Invertibility also appears prominently in applied disciplines. In computer graphics, homogeneous transformation matrices that are invertible enable seamless switching between world, camera, and object coordinates, allowing both forward rendering and inverse operations such as ray tracing. In control theory, the controllability and observability Gramians are invertible precisely when the corresponding linear system is controllable or observable, a condition that guarantees the existence of state‑feedback controllers and observers. Cryptographic schemes based on linear transformations over finite fields—such as the Hill cipher—rely on the invertibility of the key matrix to confirm that encryption can be undone by legitimate parties while thwarting attackers who lack the matrix’s inverse.
People argue about this. Here's where I land on it.
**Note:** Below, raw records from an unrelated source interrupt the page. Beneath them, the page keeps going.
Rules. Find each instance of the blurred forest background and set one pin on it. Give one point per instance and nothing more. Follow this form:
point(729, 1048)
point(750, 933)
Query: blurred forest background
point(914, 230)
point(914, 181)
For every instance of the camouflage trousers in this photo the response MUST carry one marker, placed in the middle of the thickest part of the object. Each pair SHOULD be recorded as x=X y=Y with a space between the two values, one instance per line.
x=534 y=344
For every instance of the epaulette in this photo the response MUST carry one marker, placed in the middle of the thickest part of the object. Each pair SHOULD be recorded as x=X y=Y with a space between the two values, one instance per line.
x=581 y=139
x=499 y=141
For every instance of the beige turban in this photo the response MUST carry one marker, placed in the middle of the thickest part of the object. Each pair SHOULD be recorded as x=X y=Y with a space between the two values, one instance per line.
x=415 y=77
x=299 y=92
From a theoretical standpoint, the collection of all invertible matrices forms a Lie group, (GL(n,\mathbb{F})), whose smooth structure enables the study of continuous symmetries via its Lie algebra (\mathfrak{gl}(n,\mathbb{F})). Exponential maps from this algebra to the group link solutions of linear differential equations (\dot X = AX) to one‑parameter subgroups (e^{tA}), which are invertible for all real (t) because the exponential of a matrix never loses rank Worth knowing..
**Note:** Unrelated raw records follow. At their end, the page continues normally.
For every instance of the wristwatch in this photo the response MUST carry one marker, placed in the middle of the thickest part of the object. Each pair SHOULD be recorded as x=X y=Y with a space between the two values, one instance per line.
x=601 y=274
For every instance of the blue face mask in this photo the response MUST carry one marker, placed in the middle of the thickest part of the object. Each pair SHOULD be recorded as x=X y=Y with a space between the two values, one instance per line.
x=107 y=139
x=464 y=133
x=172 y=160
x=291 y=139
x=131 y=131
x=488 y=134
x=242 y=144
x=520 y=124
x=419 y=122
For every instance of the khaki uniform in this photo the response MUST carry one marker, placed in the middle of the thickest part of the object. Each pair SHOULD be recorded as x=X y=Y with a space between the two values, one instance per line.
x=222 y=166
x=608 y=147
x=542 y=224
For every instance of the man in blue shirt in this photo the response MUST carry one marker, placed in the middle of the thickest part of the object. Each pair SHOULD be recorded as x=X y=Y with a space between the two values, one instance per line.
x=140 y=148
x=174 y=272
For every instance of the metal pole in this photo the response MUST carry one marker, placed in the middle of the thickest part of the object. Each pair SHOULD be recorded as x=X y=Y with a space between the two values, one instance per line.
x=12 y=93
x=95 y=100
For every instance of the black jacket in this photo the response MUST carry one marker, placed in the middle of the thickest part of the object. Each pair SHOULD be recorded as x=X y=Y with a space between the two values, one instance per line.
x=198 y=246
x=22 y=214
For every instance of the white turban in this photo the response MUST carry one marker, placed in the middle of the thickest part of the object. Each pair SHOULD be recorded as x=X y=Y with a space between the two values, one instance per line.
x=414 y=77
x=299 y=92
Together, these perspectives illustrate that invertibility is far more than a mere algebraic curiosity; it is a linchpin that connects geometric intuition, numerical stability, practical algorithms, and deep structural theory across mathematics and its applications. Embracing the properties and constructions associated with invertible matrices equips both theorists and practitioners with a powerful toolkit for analyzing and solving a wide array of problems Simple, but easy to overlook..
Conclusion
Invertible matrices are central to linear algebra because they preserve dimensionality, admit a rich factorization theory, and underpin both exact and approximate solution methods. Their determinant offers a swift invertibility test, while elementary‑matrix decompositions reveal the underlying sequence of reversible row operations. Beyond the algebra, invertibility informs geometric volume changes, governs numerical conditioning, and appears in diverse fields ranging from graphics and control to cryptography and differential equations. Mastery of these concepts enables a deeper comprehension of linear systems and equips one with efficient, reliable tools for both theoretical exploration and practical computation.